Serdar Yüksel
Professor, Chair of Mathematics & Engineering
| Office: | Jeffery Hall, Rm. 415 |
|---|---|
| Phone: | (613) 533-2429 |
| Email: | yuksel@queensu.ca |
| Website: | |
| Research: | Stochastic control theory, stochastic dynamical systems, robustness and learning, information theory, multi-agent systems |
Degrees & Accolades:
Ph.D. (University of Illinois at Urbana-Champaign)
M.Sc. (University of Illinois at Urbana-Champaign)
B.Sc. (Bilkent University)
Research Profile:
Our research is on the interaction of control, information, and probability theories and their various application areas.
On stochastic control; we are interested in the optimization of and stochastic stability for controlled Markovian systems, decentralized stochastic control, networked control, robust stochastic control, reinforcement and empirical learning, and approximation methods in stochastic control. Stochastic networked control systems under information constraints has been a recurring theme for our research.
On information theory; we are interested in zero-delay source and channel coding, information theory for systems with feedback, stochastic stability and ergodicity properties, and applications in networked control.
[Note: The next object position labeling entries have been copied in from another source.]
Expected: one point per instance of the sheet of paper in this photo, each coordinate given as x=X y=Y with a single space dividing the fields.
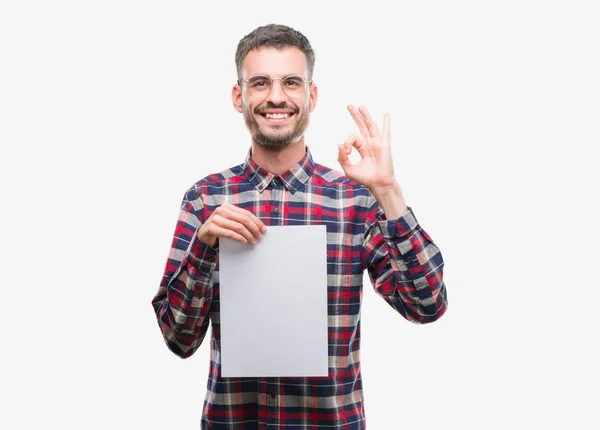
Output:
x=273 y=304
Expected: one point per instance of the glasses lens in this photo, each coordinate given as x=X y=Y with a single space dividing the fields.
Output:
x=260 y=86
x=294 y=86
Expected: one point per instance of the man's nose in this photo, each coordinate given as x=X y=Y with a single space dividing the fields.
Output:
x=276 y=95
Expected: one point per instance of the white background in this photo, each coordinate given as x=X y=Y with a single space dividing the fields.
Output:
x=110 y=110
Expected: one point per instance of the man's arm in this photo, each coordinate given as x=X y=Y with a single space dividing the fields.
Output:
x=182 y=303
x=404 y=265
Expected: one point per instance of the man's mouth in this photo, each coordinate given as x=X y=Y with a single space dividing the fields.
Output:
x=274 y=116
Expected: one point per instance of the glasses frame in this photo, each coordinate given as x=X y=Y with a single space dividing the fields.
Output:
x=307 y=84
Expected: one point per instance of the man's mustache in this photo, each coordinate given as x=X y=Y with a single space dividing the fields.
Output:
x=269 y=105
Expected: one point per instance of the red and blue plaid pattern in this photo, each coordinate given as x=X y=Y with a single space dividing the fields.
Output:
x=403 y=263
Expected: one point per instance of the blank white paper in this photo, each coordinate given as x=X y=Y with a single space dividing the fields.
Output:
x=273 y=304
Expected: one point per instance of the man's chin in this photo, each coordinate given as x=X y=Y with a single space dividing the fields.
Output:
x=274 y=142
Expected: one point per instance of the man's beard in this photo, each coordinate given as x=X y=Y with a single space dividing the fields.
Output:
x=276 y=138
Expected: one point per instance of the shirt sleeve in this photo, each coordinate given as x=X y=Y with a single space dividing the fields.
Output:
x=404 y=265
x=182 y=303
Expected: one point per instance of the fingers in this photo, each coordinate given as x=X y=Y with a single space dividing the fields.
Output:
x=355 y=141
x=260 y=225
x=360 y=122
x=232 y=222
x=364 y=121
x=386 y=126
x=343 y=158
x=369 y=121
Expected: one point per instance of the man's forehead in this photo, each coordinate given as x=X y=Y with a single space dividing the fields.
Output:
x=275 y=62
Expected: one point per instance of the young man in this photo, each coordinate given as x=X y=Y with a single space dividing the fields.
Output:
x=369 y=228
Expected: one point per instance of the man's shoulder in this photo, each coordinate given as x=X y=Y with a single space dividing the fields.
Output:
x=217 y=179
x=332 y=177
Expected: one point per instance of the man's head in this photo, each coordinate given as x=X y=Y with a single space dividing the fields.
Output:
x=276 y=110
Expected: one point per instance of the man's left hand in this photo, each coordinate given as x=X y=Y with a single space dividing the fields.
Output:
x=374 y=170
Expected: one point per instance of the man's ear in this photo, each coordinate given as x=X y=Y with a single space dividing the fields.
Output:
x=314 y=93
x=236 y=98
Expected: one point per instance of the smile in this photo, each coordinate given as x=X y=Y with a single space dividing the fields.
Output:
x=277 y=117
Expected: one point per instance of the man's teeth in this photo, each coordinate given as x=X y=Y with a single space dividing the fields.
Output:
x=277 y=115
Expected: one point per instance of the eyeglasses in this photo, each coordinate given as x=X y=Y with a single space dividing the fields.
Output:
x=260 y=86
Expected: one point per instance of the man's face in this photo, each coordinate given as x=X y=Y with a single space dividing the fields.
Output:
x=275 y=119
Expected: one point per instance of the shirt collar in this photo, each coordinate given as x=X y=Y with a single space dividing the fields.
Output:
x=293 y=179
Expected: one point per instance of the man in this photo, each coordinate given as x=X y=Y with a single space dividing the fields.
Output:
x=369 y=228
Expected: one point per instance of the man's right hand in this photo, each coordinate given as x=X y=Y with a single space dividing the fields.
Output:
x=232 y=222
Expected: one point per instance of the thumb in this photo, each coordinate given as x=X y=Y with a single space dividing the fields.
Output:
x=343 y=158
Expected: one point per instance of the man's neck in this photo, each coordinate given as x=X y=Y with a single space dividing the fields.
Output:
x=281 y=160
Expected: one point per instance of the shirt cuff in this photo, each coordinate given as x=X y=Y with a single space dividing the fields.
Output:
x=399 y=228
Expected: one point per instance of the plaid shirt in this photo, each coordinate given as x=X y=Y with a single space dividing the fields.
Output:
x=403 y=263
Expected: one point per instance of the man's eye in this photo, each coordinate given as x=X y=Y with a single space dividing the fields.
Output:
x=292 y=82
x=260 y=83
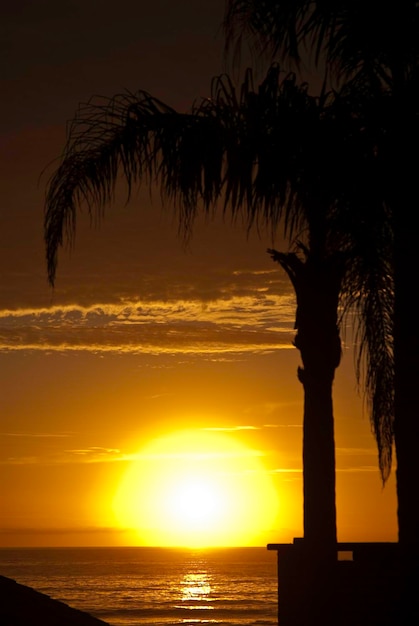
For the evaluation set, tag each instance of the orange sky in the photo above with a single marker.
(142, 338)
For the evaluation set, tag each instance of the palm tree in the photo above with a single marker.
(373, 49)
(280, 157)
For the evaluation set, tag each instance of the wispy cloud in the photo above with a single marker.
(229, 325)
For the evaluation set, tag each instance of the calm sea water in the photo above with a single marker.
(154, 586)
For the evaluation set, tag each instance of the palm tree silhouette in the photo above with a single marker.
(279, 157)
(373, 49)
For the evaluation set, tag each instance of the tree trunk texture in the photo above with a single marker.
(317, 284)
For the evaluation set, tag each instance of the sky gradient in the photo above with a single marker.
(143, 336)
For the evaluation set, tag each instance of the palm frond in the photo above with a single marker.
(244, 144)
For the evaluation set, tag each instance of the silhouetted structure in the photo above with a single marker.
(23, 606)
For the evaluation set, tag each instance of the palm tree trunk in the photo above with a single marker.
(317, 284)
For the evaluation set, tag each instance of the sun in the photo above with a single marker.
(197, 488)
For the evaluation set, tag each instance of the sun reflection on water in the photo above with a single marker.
(196, 591)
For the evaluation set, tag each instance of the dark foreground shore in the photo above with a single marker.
(23, 606)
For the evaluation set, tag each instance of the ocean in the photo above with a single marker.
(154, 586)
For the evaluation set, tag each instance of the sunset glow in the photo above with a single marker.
(197, 488)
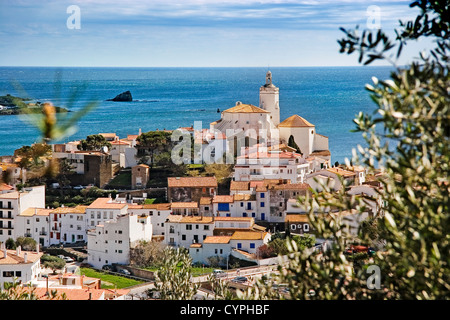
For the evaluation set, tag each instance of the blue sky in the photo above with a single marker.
(190, 33)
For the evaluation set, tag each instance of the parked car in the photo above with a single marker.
(125, 271)
(356, 249)
(240, 279)
(219, 273)
(68, 259)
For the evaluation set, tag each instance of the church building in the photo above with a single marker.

On probability theory and applications; we are interested in the theory of Markov processes, stochastic stability of dynamical systems, and ergodic theory. Recently, we have been interested in exploring connections between the ergodic theory of dynamical systems, information theory, and control.
Research Areas:
My research focuses on stochastic control theory, probability theory and information theory, and their applications. Some of the problems we work on are the following:
Problem 1 – Stochastic Control and Analysis in Complex Systems: Many stochastic systems are complex, with incomplete models, incorrect priors, non-Markovian dynamics, and with only partial or decentralized information. These may include incompletely specified dynamics where a decision maker may have full state information or partial information, or multiagent systems with decentralized and local information, and with either discrete-time or continuous-time dynamics. Our group develops probability and control theoretic methods to arrive at near optimal solutions for such complex systems, and their robustness and approximation properties.
Problem 2 – Learning Theory for Stochastic Control: Reinforcement learning theory allows for arriving at near optimal solutions for problems whose dynamics are unknown or which are too challenging to analytically solve. Empirical learning and Bayesian learning may lead to policies which are near optimal in the presence of data under technical conditions. Many fundamental open problems remain for systems with general state and action spaces and information structures.
Problem 3 – Interaction between Control and Information: There is an intrinsic relation between information and control, and related areas such as game theory. One has to optimally utilize partial information to generate decisions, sometimes via non-linear filtering. The transmission of information over measurement channels may be part of a problem, leading to an information theoretic angle. For some problems, value of additional information is always positive; but for some (in game theory) this may not be the case. Our group works on this relation in a variety of contexts.